Go memory leak when doing concurrent os/exec.Comma

2019-07-09 06:55发布

问题:

I am running into a situation where a go program is taking up 15gig of virtual memory and continues to grow. The problem only happens on our CentOS server. On my OSX devel machine, I can't reproduce it.

Have I discovered a bug in go, or am I doing something incorrectly?

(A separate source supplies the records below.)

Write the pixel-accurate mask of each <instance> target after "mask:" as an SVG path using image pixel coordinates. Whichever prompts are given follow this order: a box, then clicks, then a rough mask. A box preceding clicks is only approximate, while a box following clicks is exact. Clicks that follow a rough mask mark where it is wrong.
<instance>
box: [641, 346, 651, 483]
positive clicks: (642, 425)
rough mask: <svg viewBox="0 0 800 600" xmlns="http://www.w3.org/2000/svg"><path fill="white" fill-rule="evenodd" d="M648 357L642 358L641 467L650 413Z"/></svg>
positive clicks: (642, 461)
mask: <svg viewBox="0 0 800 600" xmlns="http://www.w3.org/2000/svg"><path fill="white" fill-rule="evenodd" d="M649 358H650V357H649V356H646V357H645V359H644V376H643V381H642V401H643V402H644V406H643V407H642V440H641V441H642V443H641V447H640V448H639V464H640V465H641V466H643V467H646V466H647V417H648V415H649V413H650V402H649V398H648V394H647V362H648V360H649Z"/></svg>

I have boiled the problem down to a simple demo, which I'll describe now. First build and run this go server:

package main

import (
    "net/http"
    "os/exec"
)

func main() {
    http.HandleFunc("/startapp", startAppHandler)
    http.ListenAndServe(":8081", nil)
}

func startCmd() {
    cmd := exec.Command("/tmp/sleepscript.sh")
    cmd.Start()
    cmd.Wait()
}

func startAppHandler(w http.ResponseWriter, r *http.Request) {
    startCmd()
    w.Write([]byte("Done"))
}

Make a file named /tmp/sleepscript.sh and chmod it to 755

#!/bin/bash
sleep 5

And then make several concurrent requests to /startapp. In a bash shell, you can do it this way:

for i in {1..300}; do (curl http://localhost:8081/startapp &); done

The VIRT memory should now be several gigabytes. If you re-run the above for loop, the VIRT memory will continue to grow by gigabytes every time.

Update 1: The problem is that I am hitting OOM issues on CentOS. (thanks @nos)

Update 2: Worked around the problem by using daemonize and syncing the calls to Cmd.Run(). Thanks @JimB for confirming that .Wait() running in it's own thread is part of the POSIX api and there isn't a way to avoid calling .Wait() without leaking resources.

回答1:

Each request you make requires Go to spawn a new OS thread to Wait on the child process. Each thread will consume a 2MB stack, and a much larger chunk of VIRT memory (that's less relevant, since it's virtual, but you may still be hitting a ulimit setting). Threads are reused by the Go runtime, but they are currently never destroyed, since most programs that use a large number of threads will do so again.

If you make 300 simultaneous requests, and wait for them to complete before making any others, memory should stabilize. However if you continue to send more requests before the others have completed, you will exhaust some system resource: either memory, file descriptors, or threads.

The key point is that spawning a child process and calling wait isn't free, and if this were a real-world use case you need to limit the number of times startCmd() can be called concurrently.